This was an observational study in members of four U.S. health plans. Eligible persons (n = 1039) were age 55–85 and had been enrolled for 5 years or longer in their health plans during 2006–2008. Patients were selected based on late-stage colorectal cancer diagnosis in a case–control design; each case patient was matched to 1–2 controls by study site, age, sex, and health plan enrollment duration. Reasons for colonoscopies received in the 10-year period before the reference date were collected from three medical records sources (progress notes; referral notes; procedure reports) and categorized using an algorithm, with committee adjudication of some tests. We evaluated indication classification concordance before and after adjudication and used logistic regressions with the Wald Chi-square test to compare estimates of the effects of screening colonoscopy on late-stage colorectal cancer diagnosis risk for each of our data sources to the adjudicated indication.
Classification agreement between each data-source and adjudication was 78.8-94.0% (weighted kappa = 0.53-0.72); the highest agreement (weighted kappa = 0.86-0.88) was when information from all data sources was considered together. The choice of data-source influenced the association between screening colonoscopy and late-stage colorectal cancer diagnosis; estimates based on progress notes were closest to those based on the adjudicated indication (% difference in regression coefficients = 2.4%, p-value = 0.98), as compared to estimates from only referral notes (% difference in coefficients = 34.9%, p-value = 0.12) or procedure reports (% difference in coefficients = 27.4%, p-value = 0.23).

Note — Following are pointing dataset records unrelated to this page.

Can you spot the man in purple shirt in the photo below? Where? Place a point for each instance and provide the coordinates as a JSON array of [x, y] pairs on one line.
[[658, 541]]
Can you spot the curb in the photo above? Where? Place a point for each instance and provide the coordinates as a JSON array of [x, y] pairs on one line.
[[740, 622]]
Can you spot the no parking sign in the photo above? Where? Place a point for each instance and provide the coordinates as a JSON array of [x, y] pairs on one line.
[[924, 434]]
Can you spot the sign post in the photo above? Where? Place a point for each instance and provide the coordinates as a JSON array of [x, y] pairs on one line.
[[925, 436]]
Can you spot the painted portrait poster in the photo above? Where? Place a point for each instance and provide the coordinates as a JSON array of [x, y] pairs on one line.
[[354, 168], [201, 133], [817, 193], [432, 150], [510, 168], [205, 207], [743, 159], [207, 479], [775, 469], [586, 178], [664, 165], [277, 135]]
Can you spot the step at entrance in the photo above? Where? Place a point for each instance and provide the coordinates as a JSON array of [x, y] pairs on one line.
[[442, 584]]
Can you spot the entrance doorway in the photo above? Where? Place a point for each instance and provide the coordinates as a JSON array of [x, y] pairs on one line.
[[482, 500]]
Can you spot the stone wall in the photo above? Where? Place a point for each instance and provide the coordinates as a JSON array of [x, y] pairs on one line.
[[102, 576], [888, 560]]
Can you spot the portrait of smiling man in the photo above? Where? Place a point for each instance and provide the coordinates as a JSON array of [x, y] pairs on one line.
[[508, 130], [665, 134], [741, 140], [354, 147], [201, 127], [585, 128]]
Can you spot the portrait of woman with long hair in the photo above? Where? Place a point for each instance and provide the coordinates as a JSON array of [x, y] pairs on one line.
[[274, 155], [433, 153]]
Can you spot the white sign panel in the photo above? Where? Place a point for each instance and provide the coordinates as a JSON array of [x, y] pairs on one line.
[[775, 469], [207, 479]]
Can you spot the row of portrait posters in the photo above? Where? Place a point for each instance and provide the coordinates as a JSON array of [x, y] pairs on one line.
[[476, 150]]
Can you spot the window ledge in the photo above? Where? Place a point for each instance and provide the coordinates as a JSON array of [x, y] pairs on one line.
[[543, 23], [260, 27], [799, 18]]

There was no single gold-standard source of information in medical records. The estimates of colonoscopy effectiveness from progress notes alone were the closest to estimates using adjudicated indications. Thus, the details in the medical records are necessary for accurate indication classification.
There is a critical need for valid comparative effectiveness studies of cancer screening tests, but this is often hampered by uncertainties about the exact reason for testing. This is particularly important for observational studies that seek to determine the effectiveness of colorectal cancer (CRC) screening. There are multiple testing options available for CRC, [1, 2] which differ in the strength of the evidence supporting their use, [3–11] and in their benefits, harms, costs, and complexity [3, 12].
In the United States, colonoscopy is the most commonly used CRC screening test,  but it is also used in the diagnosis and surveillance of colorectal neoplasia . Thus, the accurate determination and classification of the reasons for testing is crucial to the validity of observational studies of colonoscopy’s effectiveness and for guiding quality improvement efforts . Further, the documented test indication, such as a prior diagnosis of adenoma or family history of CRC, guides clinicians in making follow-up recommendations [1, 16, 17]. However, there is currently a paucity of published studies on the process of using clinical data to assign indication.
The true indication for colonoscopy is the clinical rationale for the referral for testing, but this is difficult to measure from medical records or administrative data because the reasons for testing are not consistently documented . Assigning an indication may also be difficult due to the multiplicity of reasons often recorded for a particular test or when common gastrointestinal symptoms, which have a low predictive value for CRC diagnosis, [19–21] are recorded at the time a colonoscopy is recommended or performed . Therefore, colonoscopy indication derived from clinical or administrative data may be misclassified, leading to biased results in observational studies of screening colonoscopy effectiveness.
This study describes an algorithm and an adjudication approach for classifying colonoscopy indications using clinical data. We also determined the extent to which estimates of colonoscopy effectiveness based on pre-adjudication indication classification differed from an adjudicated reference standard by estimating the effect of screening colonoscopy on the risk of diagnosis with incident late-stage CRC.
The currently used approaches and published algorithms for assigning indication have not been validated against a standardized classification approach. Previous studies on classifying colonoscopy indication have simply been based on diagnosis and procedure codes in administrative or claims data that indicate the presence or absence of gastrointestinal-related procedures, signs, symptoms or conditions [22–25]. These algorithms can produce different classification results, depending on the codes used or the length of time prior to the test that was evaluated for ascertaining the presence or absence of gastrointestinal conditions. This can lead to unexpected results when evaluating the effectiveness of colonoscopy in observational data, [15, 26] underscoring the need for a standardized approach for indication classification.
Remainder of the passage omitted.